Computer algebra systems solve linear system symbolically. However, they are also not geared towards explaining the steps of the solution. Often the symbolic computations are slow and blow up in size as without the help from the rounding, the coefficients grow fast in size. If you need to work out modest in size systems of linear equations, and need to understand how Gaussian elimination deals with the particular set of coefficients with respect to scaling and exchanging rows, this program may be of interest to you, as an alternative to working the example by hand.

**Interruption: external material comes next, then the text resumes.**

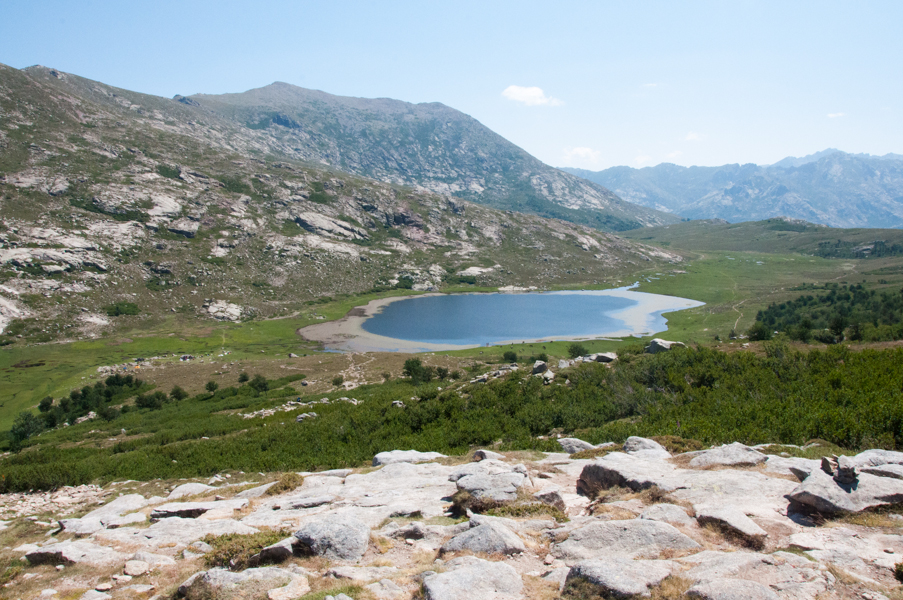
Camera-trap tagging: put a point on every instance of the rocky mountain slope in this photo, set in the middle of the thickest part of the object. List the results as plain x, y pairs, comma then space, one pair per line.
725, 522
830, 188
114, 199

The program understands arbitrary precision integers and fractions. If all coefficients of the input are rational, so is the answer and all intermediate steps. Thus, the result has infinite precision. The program also understands complex coefficients. Again, if the real and imaginary parts of all coefficients are rational, all calculations are performed with 100$\%$ accuracy, and the result is given in terms of complex numbers with fractions as real and imaginary parts. The system supports single and double precision calculations, too. Thus, one can compare easily exact and approximate solutions to linear systems. Again, all intermediate steps are produced and can be inspected for unusual conditions which lead to the loss of precision.